Author(s): Aung San Suu Kyi
Aung San Suu Kyi is known for her courageous stand for democracy and human rights inside Burma (now Myanmar). Forced to endure many years of house arrest by the military junta, she continues to act as a focus for change inside a country that is ruled by one of the most hard-line dictatorships in the world. Such is her determined action for the best interests of Burma that she was awarded the Nobel Peace Prize in 1991. In September 07, the Burmese monks led a powerful protest against their government, which was brutally put down.Yet, in the midst of their struggle, they still were encouraged by the sight of Aung San Suu Kyi, who is still imprisoned. One of the very few people she has trusted enough to take her message to the wider world is Alan Clements."The Voice of Hope" is the result of the secret and dangerous meetings they had over several years, and offers unquestionably the most wide-ranging collection of her views on the political situation inside Burma, her non-violent approach to democracy and human rights, her Buddhist beliefs, her family, and how she keeps a sense of meaning and purpose under the most appalling conditions. Brand new material includes an inspiring discussion with U-Gambira, the leader of the All-Burma Monks Alliance, conducted after the 2007 uprising (he has since 'disappeared'). There is also an updated Chronology of Events of recent Burmese history, a new introduction and a new list of Burma-related websites.

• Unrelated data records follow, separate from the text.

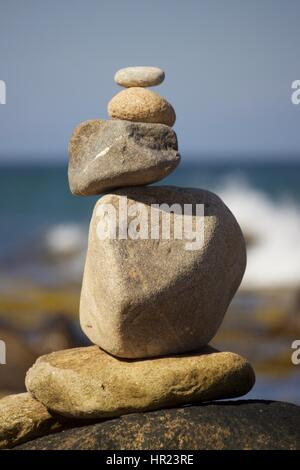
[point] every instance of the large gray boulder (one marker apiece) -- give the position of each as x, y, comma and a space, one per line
231, 425
151, 297
113, 154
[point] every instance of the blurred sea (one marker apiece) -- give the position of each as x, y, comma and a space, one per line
42, 250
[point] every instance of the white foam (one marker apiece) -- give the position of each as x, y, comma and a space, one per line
274, 257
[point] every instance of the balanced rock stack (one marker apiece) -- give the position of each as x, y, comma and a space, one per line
150, 303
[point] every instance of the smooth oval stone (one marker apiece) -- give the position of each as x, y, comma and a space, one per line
139, 76
89, 383
114, 154
141, 105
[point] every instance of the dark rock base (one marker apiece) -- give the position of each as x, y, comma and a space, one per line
243, 424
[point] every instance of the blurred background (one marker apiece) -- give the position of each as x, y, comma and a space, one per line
229, 69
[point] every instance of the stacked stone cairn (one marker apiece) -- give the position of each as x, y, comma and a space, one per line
150, 303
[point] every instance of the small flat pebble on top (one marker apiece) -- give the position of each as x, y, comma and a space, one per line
139, 76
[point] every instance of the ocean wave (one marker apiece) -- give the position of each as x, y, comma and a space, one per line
273, 228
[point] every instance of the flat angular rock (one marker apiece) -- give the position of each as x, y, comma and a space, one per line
228, 425
89, 383
112, 154
23, 418
139, 76
141, 105
151, 297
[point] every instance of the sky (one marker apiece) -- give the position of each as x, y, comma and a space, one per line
229, 68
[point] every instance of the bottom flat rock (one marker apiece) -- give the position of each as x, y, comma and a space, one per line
240, 424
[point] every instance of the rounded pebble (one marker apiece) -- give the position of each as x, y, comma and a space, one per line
141, 105
139, 76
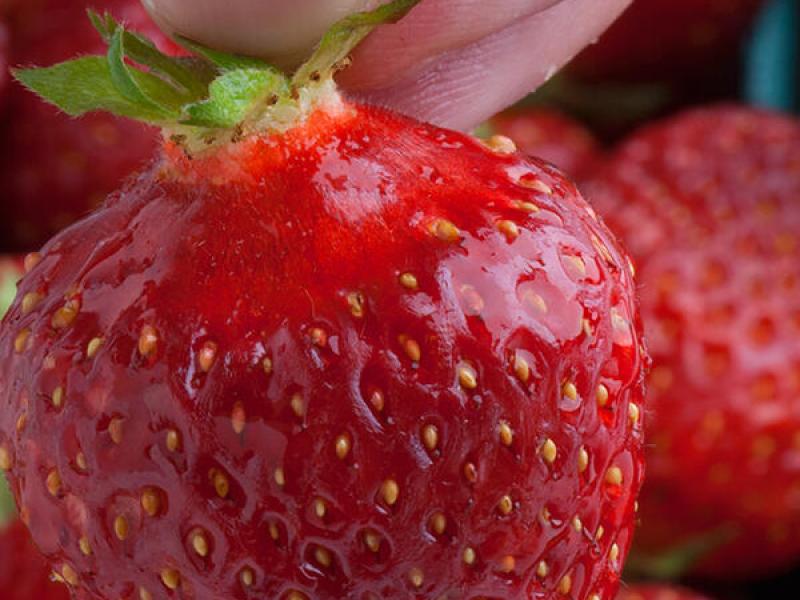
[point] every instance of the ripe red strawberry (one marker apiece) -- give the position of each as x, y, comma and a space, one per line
549, 135
707, 204
667, 39
54, 169
24, 575
330, 353
657, 591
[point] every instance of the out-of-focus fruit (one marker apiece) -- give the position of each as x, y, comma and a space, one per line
551, 136
55, 169
658, 40
708, 205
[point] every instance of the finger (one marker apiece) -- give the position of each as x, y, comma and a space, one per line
463, 87
283, 31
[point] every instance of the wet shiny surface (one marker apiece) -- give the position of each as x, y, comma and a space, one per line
707, 204
325, 362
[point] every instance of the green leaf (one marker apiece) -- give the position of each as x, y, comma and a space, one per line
233, 95
190, 77
7, 508
140, 88
83, 85
345, 35
223, 60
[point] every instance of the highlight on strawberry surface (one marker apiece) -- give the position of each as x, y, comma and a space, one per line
262, 338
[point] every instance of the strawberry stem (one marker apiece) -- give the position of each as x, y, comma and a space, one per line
204, 95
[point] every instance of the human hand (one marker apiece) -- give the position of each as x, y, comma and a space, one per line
450, 62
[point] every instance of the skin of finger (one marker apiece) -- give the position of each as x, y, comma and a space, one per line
431, 29
281, 30
463, 87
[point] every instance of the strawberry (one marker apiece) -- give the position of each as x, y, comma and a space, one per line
657, 591
24, 575
54, 169
549, 135
3, 61
657, 40
10, 272
707, 204
321, 350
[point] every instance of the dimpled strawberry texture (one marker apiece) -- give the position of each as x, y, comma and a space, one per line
359, 360
55, 169
656, 39
707, 205
24, 574
657, 591
551, 136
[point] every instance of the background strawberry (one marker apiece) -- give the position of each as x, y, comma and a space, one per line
657, 591
24, 575
54, 169
549, 135
359, 358
657, 40
707, 204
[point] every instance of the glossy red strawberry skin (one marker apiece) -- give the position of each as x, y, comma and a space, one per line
549, 135
707, 205
656, 591
55, 169
656, 40
424, 326
24, 574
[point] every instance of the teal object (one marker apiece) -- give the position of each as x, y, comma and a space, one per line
772, 67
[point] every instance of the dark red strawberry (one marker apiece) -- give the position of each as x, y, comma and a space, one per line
656, 40
54, 169
658, 591
24, 575
707, 204
549, 135
329, 353
3, 62
10, 272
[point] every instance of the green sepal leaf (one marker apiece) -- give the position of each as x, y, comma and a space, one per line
232, 96
7, 509
188, 75
223, 60
141, 88
345, 35
84, 85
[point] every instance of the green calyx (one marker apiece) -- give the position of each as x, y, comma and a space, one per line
203, 94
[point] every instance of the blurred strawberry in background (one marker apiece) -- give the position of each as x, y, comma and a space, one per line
669, 39
24, 575
54, 169
550, 135
707, 203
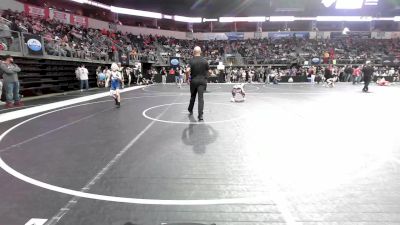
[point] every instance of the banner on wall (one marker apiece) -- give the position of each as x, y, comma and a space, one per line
390, 61
235, 35
189, 35
79, 20
215, 36
63, 17
36, 11
395, 35
34, 44
357, 34
174, 62
279, 35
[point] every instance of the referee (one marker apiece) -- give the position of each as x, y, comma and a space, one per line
198, 70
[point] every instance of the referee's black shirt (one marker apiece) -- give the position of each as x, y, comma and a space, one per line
198, 68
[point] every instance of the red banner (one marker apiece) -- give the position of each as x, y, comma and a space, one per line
36, 11
60, 16
79, 20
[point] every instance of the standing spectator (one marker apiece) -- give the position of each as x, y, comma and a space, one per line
10, 76
311, 72
368, 71
348, 72
356, 75
82, 74
163, 73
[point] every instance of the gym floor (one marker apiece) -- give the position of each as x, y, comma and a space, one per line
291, 154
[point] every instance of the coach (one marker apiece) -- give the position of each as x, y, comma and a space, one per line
198, 70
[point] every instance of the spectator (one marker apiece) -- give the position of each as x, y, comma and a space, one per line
10, 72
82, 74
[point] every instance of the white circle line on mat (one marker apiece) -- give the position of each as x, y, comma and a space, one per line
145, 114
108, 198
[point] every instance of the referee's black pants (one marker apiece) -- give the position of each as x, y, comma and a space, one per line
197, 87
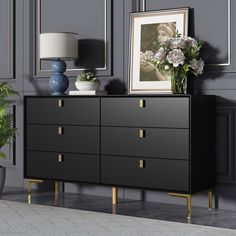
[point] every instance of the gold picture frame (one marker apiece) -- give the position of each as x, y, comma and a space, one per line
145, 28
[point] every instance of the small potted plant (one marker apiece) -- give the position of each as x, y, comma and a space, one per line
7, 131
87, 82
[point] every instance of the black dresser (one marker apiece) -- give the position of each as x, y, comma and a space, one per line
163, 142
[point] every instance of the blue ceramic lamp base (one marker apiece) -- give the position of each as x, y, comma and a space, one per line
58, 82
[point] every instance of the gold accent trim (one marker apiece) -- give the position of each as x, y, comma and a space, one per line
141, 103
141, 133
60, 157
60, 130
114, 195
114, 209
188, 200
60, 103
29, 181
210, 199
57, 187
141, 164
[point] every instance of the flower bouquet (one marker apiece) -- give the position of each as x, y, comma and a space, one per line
176, 57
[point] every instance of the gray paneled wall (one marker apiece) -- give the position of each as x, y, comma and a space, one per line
103, 26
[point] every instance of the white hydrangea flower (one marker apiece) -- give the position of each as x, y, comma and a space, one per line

Fully updated edition of the best collection of wide-ranging interviews with Aung Suu Kyi, the Nobel Peace Prize winner under house arrest in Burma
Aung San Suu Kyi is the daughter of the assassinated Burmese hero, Aung San. Born in 1945 and educated in Rangoon, Delhi and at Oxford University, she married Dr Michael Aris and brought up their children in Oxford. In 1988 she returned to Burma to care for her dying mother but was caught in a national revolt against political repression. She became the leader of the reform movement and her party won a colossal electoral victory in May 1990. In July 1989 she was placed under house arrest and has spent many years incarcerated. She is still the focal point of the pro-democracy movement, which rose up against the government once again in 2007. In addition to the Nobel Peace Prize, she has also been awarded the Sakharov Prize and the United States Presidential Medal of Freedom. Alan Clements is a journalist, writer and human rights activist. He lived in Burma for many years in the 70s and 80s, nearly 5 years as a monk. He is the co-founder and director of the Burma Project USA/Canada, as well as a political satirist, performing his theatrical monologue to audiences around the world. Interviewed many times by the media he has also made presentations to the Soros Foundation and Mikhail Gorbachev's State of the World Forum.